El Grand Tour termina en Posidonia



"¿Qué es esto?", se preguntaba Lord Frederick North por escrito en una carta a Dampier, allá por 1753. "Entramos por una puerta que aún se mantenía sólida, y caminamos durante algunos minutos sobre un antiguo pavimento... De repente, nos golpean la vista tres edificios grandes, paralelos entre ellos, pero separados por cierta distancia". Se refería a los grandes templos que se alzan incólumes en Posidonia (Paestum para los romanos), seguramente los mejor conservador restos de arte griego del mundo. Y, atención, no están en la actual Grecia: se sitúan en el sur de Italia, a menos de cien kilómetros de Nápoles y a un tiro de piedra de esa ciudad marinera que tanto tiene que contar llamada Salerno.

Imaginémonos a los obreros de la época de Carlos de Borbón, futuro Carlos III, picando y removiendo tierra para construir la carretera hacia el Sur. Y encontrarse con los bloques de piedra que habían permanecido durante al menos seis siglos enterrados bajo tierra. Por encima de ellos pastaron todo ese tiempo las búfalas, con cuya leche se produjo, también durante siglos, ese manjar de dioses denominado mozzarella de búfala campana. En otros momentos, las cuadrillas hubieran acabado con cualquier obstáculo sólido a su paso; pero era la época de la Ilustración, el racionalismo, y había que conservar. Gracias a esa decisión, hoy en día podemos disfrutar del recinto arqueológico. Pero no crean: la carretera, al final, se hizo por donde estaba proyectada, y partió en dos el anfiteatro.

Ya en el XIX Posidonia se consolidó como parte de las rutas culturales llamadas Grand Tour. Los europeos que se preciaban debían cruzar Europa de norte a sur conociendo sus lugares clave. Chateaubriand, Goethe, Lord Byron... todos pasaban meses viajando, dibujando, tomando notas, impresionándose... y muchos de ellos terminaron en Posidonia. Se encontraban con la síntesis de lo que habían visto y, posiblemente, lo más antiguo y bello que podían admirar. Muchos entendieron que el arte es repetición, y que el concepto de evolución difícilmente puede aplicarse en una disciplina tan humana. Aquellas construcciones, a las que le pusieron nombres que seguramente nunca tuvieron, como la Basílica o el templo de Ceres, parecían desafiar cualquier cosa que pudiera haber habido o haber en un futuro, incluso con su aspecto ruinoso y senil. Era, metafóricamente, el orgasmo del artista. Posidonia fue; y poco importa lo que sea en el futuro, porque quien está seguro de sus cimientos lo está también de su devenir. En el museo de Paestum, el estilizado Tuffatore -zambullidor- se lanza al agua sin preocuparse por lo que deja atrás.
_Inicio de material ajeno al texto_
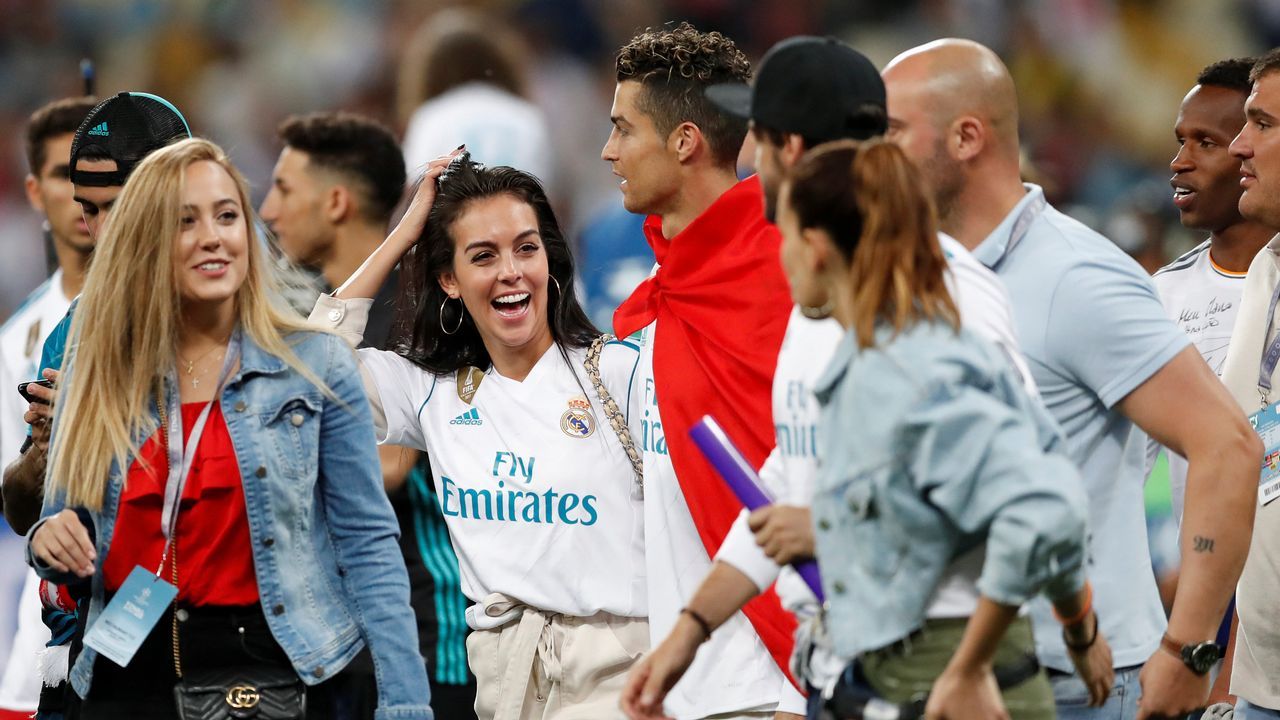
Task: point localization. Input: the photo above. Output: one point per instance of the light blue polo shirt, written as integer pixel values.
(1092, 329)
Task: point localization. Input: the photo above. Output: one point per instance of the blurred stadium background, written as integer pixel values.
(1100, 82)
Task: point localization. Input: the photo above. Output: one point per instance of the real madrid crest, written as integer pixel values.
(577, 420)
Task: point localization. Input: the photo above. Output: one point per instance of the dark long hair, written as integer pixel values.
(871, 200)
(417, 335)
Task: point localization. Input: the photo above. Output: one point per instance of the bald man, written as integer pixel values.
(1106, 358)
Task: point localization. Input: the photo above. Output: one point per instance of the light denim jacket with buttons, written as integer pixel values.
(329, 572)
(931, 447)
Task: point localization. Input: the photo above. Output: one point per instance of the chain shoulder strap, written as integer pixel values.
(611, 409)
(173, 548)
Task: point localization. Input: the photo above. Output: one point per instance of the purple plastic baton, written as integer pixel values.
(741, 478)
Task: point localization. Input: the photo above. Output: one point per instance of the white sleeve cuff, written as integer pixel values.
(348, 318)
(790, 700)
(740, 551)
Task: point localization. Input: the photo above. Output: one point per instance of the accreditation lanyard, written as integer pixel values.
(1023, 224)
(1271, 355)
(182, 455)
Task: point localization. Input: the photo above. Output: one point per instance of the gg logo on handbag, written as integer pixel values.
(242, 697)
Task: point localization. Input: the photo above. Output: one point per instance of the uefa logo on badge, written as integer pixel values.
(577, 420)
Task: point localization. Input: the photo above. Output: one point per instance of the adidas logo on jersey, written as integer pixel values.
(469, 418)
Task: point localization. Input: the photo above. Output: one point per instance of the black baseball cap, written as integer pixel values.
(809, 86)
(126, 128)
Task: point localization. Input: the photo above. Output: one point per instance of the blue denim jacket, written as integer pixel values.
(931, 447)
(323, 533)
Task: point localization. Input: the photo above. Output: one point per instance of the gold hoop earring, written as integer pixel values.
(462, 313)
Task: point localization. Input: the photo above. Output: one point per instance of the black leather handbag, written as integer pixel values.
(263, 692)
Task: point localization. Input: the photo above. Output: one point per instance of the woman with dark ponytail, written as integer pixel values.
(507, 386)
(945, 499)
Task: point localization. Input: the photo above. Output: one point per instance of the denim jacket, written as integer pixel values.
(931, 447)
(324, 538)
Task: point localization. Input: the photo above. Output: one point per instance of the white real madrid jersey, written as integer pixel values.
(538, 493)
(734, 670)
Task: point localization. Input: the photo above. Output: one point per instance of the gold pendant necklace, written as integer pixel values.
(191, 364)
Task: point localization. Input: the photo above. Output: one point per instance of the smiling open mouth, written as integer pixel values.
(511, 305)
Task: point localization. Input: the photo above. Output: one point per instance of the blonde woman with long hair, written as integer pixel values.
(206, 440)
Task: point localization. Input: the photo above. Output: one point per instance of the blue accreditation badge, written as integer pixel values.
(131, 615)
(1266, 423)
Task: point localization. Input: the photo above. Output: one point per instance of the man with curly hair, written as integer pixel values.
(711, 322)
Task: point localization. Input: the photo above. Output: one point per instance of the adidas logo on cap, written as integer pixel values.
(469, 418)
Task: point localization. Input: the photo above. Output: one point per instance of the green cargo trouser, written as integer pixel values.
(909, 669)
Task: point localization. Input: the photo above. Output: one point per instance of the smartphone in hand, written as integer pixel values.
(26, 393)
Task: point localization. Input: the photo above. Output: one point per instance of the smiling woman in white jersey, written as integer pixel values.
(507, 386)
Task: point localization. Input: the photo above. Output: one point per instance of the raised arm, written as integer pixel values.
(373, 273)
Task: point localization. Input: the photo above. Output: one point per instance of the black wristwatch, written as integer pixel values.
(1200, 657)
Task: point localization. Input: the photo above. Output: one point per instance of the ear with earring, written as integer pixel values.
(560, 295)
(462, 313)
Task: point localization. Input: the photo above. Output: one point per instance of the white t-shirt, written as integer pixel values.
(792, 465)
(498, 128)
(539, 497)
(22, 338)
(1202, 299)
(735, 670)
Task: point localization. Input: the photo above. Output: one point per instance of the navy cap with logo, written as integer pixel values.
(817, 87)
(126, 128)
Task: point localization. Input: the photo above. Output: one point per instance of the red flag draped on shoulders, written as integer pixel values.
(721, 301)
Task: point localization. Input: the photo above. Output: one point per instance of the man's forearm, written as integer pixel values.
(24, 490)
(723, 592)
(1217, 525)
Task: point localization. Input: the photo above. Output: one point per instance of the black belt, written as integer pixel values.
(853, 700)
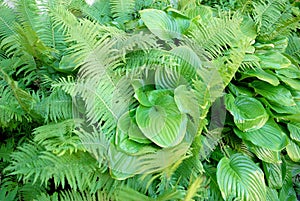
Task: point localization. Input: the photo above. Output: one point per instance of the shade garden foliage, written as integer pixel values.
(150, 100)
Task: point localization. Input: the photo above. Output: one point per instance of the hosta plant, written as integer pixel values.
(127, 100)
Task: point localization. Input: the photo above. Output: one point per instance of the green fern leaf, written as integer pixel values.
(122, 10)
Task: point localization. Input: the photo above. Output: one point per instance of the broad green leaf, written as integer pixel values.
(294, 83)
(248, 113)
(292, 72)
(293, 150)
(240, 90)
(127, 124)
(270, 136)
(169, 78)
(294, 129)
(187, 102)
(279, 108)
(123, 166)
(264, 154)
(273, 60)
(274, 174)
(162, 123)
(287, 192)
(261, 74)
(161, 24)
(141, 91)
(272, 194)
(277, 94)
(240, 178)
(123, 143)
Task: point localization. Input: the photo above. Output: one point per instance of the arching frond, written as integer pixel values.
(7, 20)
(122, 10)
(58, 138)
(33, 162)
(57, 106)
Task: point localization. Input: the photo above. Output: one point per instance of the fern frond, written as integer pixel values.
(99, 11)
(217, 35)
(122, 10)
(58, 138)
(75, 196)
(57, 106)
(25, 99)
(293, 48)
(11, 112)
(96, 143)
(7, 21)
(27, 13)
(33, 162)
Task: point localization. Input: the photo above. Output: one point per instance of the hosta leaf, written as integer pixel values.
(141, 91)
(292, 71)
(162, 123)
(274, 174)
(187, 102)
(131, 147)
(248, 113)
(294, 129)
(264, 154)
(293, 150)
(277, 94)
(274, 60)
(282, 109)
(272, 195)
(161, 24)
(127, 125)
(270, 136)
(262, 75)
(294, 83)
(240, 178)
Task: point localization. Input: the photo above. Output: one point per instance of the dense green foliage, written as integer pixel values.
(150, 100)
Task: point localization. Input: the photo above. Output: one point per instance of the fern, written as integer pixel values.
(59, 137)
(57, 106)
(32, 162)
(7, 20)
(122, 10)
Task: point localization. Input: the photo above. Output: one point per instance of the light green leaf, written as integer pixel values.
(261, 74)
(292, 72)
(294, 83)
(264, 154)
(294, 129)
(273, 60)
(187, 102)
(270, 136)
(162, 123)
(277, 94)
(274, 174)
(248, 113)
(160, 24)
(127, 124)
(240, 178)
(272, 195)
(131, 147)
(293, 150)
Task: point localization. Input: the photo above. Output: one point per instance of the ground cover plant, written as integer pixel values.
(149, 100)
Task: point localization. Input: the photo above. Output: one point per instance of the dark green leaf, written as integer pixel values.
(162, 123)
(249, 114)
(240, 178)
(270, 136)
(277, 94)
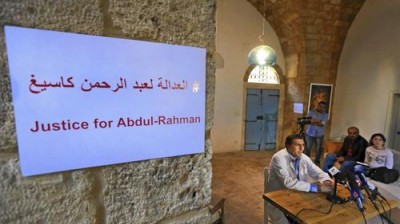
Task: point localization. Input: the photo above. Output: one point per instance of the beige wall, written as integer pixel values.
(238, 28)
(369, 69)
(167, 190)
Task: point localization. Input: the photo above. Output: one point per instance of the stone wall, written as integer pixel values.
(312, 34)
(169, 190)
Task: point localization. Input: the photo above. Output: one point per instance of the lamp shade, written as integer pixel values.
(262, 55)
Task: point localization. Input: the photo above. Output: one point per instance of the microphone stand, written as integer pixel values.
(333, 197)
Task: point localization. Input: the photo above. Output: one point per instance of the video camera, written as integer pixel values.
(303, 121)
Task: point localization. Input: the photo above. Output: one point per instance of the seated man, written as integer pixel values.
(353, 150)
(290, 168)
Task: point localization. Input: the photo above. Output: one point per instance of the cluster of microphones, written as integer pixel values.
(355, 180)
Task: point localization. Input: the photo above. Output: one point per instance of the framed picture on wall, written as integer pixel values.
(318, 93)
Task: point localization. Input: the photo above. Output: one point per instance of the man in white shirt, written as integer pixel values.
(290, 168)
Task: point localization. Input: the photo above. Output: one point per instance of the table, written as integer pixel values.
(291, 202)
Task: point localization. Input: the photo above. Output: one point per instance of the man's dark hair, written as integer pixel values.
(377, 134)
(290, 138)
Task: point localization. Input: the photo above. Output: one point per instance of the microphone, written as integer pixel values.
(355, 191)
(334, 172)
(369, 187)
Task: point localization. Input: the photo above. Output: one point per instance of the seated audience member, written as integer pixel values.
(290, 168)
(353, 150)
(377, 155)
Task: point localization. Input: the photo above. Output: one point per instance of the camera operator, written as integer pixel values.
(315, 131)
Algunos creen que es un alegoría de la muerte, porque se encontró en su tumba. Quizás lo que sea es una alegoría de la vida, de esa vida que se ha vivido feliz y, por lo tanto, puede terminar feliz.

En estos momentos aciagos para el sur de Europa, Grecia e Italia entre ellos, cabe recordar lo que encierran esos bloques de piedra sólida que levantan erguidas columnas dóricas: el nacimiento del placer por el conocimiento, el concepto de democracia como mejor forma de gobierno y, en buena medida, el pilar de lo que hoy en día conocemos como arte. Todos, en buena medida, somos hijos de esos griegos que navegaron buscando lugares donde crear; algunos de ellos llegaron a las costas de la Campania para consagrar su nueva ciudad a Poseidón, rindiendo tributo así a los mares que les habían sido propicios para encontrar aquellas tierras bendecidas. Si hoy en día levantaran la cabeza nos dirían que no nos avergonzáramos de quienes somos, y que deberíamos pensar cómo avanzar sin renunciar a nuestras raíces. Eso es lo que las columnas de los templos de Paestum nos repiten con eco y en tono alto. Vale la pena escucharlas.